- Born: Avinash Kaur 1 September 1966 Jalandhar, Punjab, India
- Occupations: General secretary of Delhi Pradesh mahila congress, Socialist, director at Delhi cooperative housing Finance corporation Ltd.

= Avinash Kaur =

Indian social activist (born 1966)

Avinash Kaur (born 1 September 1966) is an Indian socialist and a noted public figure. She is currently serving as general secretary of Delhi Pradesh Mahila Congress.

Kaur has been associated with the Indian National Congress committee for almost a decade, where she works for the empowerment of women in the country.

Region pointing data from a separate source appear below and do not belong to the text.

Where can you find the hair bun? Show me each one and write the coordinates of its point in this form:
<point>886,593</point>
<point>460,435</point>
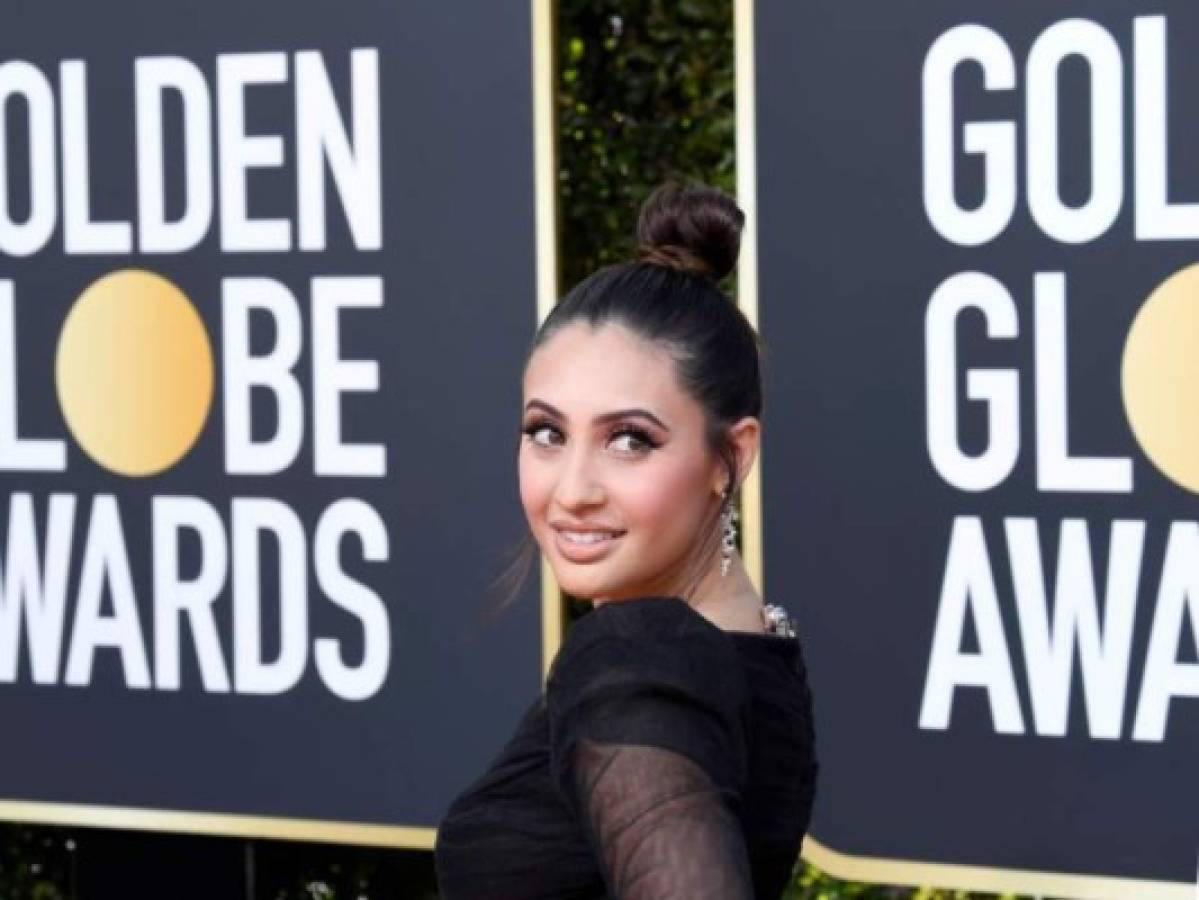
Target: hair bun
<point>690,228</point>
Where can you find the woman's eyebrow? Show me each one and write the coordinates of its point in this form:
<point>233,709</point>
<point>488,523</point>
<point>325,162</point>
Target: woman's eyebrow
<point>602,418</point>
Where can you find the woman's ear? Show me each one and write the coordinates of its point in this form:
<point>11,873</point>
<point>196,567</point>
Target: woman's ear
<point>745,435</point>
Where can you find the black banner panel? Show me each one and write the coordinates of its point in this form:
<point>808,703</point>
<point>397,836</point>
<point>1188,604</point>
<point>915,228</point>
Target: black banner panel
<point>978,235</point>
<point>267,276</point>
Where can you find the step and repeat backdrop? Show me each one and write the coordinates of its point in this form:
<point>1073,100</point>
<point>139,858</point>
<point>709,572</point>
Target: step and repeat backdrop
<point>266,284</point>
<point>980,290</point>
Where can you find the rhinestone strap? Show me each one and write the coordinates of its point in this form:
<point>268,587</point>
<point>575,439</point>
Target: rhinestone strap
<point>777,621</point>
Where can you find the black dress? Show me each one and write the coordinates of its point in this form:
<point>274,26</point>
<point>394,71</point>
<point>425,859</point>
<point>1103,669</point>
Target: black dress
<point>667,760</point>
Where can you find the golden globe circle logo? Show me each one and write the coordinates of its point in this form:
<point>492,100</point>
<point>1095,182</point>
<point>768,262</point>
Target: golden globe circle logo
<point>133,373</point>
<point>1161,378</point>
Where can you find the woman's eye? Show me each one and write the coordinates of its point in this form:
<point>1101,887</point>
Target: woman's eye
<point>541,435</point>
<point>632,440</point>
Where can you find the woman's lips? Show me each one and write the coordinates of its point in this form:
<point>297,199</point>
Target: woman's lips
<point>578,551</point>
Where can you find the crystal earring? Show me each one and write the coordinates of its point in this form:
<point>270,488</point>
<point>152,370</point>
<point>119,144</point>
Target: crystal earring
<point>728,533</point>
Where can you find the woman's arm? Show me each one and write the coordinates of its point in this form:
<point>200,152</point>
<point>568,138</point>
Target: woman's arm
<point>660,828</point>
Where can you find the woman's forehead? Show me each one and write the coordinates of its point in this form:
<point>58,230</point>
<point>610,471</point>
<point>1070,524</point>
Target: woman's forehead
<point>601,366</point>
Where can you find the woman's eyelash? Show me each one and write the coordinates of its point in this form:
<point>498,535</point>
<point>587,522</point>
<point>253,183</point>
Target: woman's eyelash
<point>640,435</point>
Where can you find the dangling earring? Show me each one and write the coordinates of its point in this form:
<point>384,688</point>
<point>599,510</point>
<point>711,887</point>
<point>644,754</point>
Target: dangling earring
<point>728,533</point>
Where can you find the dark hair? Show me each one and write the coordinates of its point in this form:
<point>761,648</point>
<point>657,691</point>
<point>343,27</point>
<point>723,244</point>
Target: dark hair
<point>688,237</point>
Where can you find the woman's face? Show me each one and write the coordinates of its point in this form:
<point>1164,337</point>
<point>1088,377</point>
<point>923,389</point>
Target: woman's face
<point>616,479</point>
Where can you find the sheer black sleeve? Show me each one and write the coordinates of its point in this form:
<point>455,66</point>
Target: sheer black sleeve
<point>645,707</point>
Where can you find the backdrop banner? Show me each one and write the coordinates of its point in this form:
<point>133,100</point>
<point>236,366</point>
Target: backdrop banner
<point>977,229</point>
<point>266,283</point>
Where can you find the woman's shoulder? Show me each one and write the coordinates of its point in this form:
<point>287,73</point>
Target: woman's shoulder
<point>657,641</point>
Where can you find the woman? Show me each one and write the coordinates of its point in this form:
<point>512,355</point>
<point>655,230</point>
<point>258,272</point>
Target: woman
<point>672,753</point>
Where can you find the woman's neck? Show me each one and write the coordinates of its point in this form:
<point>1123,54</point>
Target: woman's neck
<point>730,602</point>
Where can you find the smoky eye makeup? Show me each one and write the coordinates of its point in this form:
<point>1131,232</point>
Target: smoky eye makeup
<point>642,440</point>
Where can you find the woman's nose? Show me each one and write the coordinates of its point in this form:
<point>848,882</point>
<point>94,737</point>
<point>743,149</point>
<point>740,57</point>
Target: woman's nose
<point>578,483</point>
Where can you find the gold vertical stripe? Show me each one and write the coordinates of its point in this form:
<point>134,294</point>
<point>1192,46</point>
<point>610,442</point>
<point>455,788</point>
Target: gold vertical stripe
<point>845,865</point>
<point>747,267</point>
<point>546,201</point>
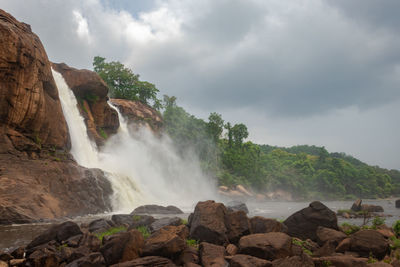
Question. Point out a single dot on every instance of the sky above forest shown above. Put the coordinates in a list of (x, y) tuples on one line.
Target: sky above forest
[(315, 72)]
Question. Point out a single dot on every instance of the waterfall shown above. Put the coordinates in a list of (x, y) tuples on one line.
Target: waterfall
[(141, 167)]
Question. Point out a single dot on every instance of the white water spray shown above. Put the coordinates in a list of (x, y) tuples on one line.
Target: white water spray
[(142, 168)]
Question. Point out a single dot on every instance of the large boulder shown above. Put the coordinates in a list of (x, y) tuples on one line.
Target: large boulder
[(367, 242), (91, 92), (156, 209), (208, 223), (269, 246), (304, 223)]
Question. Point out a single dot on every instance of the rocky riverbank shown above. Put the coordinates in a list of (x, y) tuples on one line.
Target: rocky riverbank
[(214, 235)]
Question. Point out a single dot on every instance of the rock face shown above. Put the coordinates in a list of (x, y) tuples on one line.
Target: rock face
[(91, 92), (304, 223), (138, 113)]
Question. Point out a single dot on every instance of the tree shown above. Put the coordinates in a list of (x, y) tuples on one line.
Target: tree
[(123, 83)]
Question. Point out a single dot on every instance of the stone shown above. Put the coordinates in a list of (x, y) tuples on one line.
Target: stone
[(208, 223), (328, 234), (238, 225), (167, 221), (340, 261), (212, 255), (304, 223), (260, 224), (367, 242), (123, 247), (164, 243), (91, 260), (241, 260), (236, 206), (59, 232), (269, 246)]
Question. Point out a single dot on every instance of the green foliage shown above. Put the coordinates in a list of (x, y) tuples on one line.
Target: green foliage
[(123, 83), (396, 228), (111, 231), (144, 230)]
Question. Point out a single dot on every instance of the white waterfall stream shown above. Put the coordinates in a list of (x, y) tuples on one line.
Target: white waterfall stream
[(142, 168)]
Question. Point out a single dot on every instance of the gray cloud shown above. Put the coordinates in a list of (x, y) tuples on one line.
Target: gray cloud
[(274, 62)]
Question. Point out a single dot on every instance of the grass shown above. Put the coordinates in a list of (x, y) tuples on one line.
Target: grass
[(111, 231), (144, 230)]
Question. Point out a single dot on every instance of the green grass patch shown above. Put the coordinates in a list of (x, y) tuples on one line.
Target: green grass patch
[(111, 231), (144, 230)]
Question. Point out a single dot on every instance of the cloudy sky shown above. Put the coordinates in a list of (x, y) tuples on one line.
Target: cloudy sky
[(295, 72)]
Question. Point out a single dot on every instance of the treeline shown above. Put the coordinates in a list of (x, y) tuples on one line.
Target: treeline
[(305, 171)]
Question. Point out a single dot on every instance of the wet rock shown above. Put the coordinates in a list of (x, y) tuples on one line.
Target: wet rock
[(100, 225), (91, 260), (212, 255), (160, 223), (327, 234), (267, 246), (340, 261), (263, 225), (304, 223), (238, 225), (208, 223), (164, 243), (59, 232), (241, 260), (149, 261), (366, 242), (236, 206), (123, 247)]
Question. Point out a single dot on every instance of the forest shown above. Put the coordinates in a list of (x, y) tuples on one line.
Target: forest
[(306, 171)]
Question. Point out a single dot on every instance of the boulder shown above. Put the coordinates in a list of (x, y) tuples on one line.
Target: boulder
[(149, 261), (164, 243), (238, 225), (91, 260), (241, 260), (140, 114), (208, 223), (269, 246), (160, 223), (59, 232), (260, 224), (212, 255), (367, 242), (328, 234), (304, 223), (91, 92), (340, 261), (236, 206), (356, 205), (156, 209), (122, 247)]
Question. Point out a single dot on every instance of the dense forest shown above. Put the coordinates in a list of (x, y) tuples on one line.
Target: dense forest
[(305, 171)]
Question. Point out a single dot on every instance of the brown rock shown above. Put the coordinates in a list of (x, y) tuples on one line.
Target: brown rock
[(327, 234), (304, 223), (241, 260), (149, 261), (138, 113), (267, 246), (231, 249), (212, 255), (208, 223), (164, 243), (366, 242), (123, 247), (91, 92), (263, 225), (340, 261)]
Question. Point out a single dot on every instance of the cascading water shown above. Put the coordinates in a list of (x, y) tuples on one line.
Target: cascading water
[(141, 167)]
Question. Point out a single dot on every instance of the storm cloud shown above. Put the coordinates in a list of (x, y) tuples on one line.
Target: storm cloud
[(308, 71)]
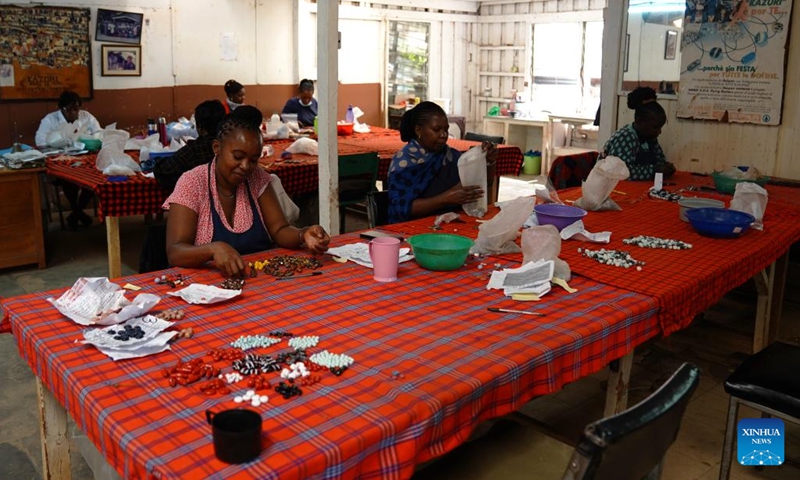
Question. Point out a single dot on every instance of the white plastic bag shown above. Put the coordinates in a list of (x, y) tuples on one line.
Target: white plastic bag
[(472, 171), (304, 145), (498, 235), (543, 242), (597, 187), (751, 198)]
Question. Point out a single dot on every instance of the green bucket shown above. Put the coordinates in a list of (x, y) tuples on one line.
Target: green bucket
[(532, 165)]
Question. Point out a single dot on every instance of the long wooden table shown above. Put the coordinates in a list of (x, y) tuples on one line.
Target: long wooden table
[(430, 364)]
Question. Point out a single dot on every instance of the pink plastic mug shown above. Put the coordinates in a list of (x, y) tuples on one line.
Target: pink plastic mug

==Early life and background==
Avinash Kaur was born in Jalandhar in India. Her grandfather, Babu Ram, was a freedom fighter and social reformer. Her father Gulzar Singh was a former active politician and retired deputy collector, while her mother, Prakash Kaur is ex-Vice President, Jila Parishad, Jalandhar. She received her Bachelor of Arts degree from the Guru Nanak Dev University in Jalandhar.

==Career==
Hailing from the family of social reformers, Kaur started her career with working for several non-governmental organizations which work on serving women empowerment in India, for which she worked for almost a decade.
Later, she was appointed a general secretary for Delhi Pradesh Mahila Congress which is the women's wing of All India Mahila Congress under Congress Party. Also, she works as a vice president at South Delhi District Congress Committee, Delhi.
She is also working as director at Delhi Cooperative Housing Finance Cooperation Limited in Delhi.

==Activism==
In 2011 Avinash Kaur became Member of Social Welfare Ministry, Government of NCT of Delhi.
In 2013, after dedicating almost her entire life for the needs of underprivileged people, Avinash Kaur became Joint Secretary of Classic Sewa samiti which is a non government organisation aimed at empowerment of women and their participation in various sectors of the country. This NGO also works for needs of old age people through the development of old age homes.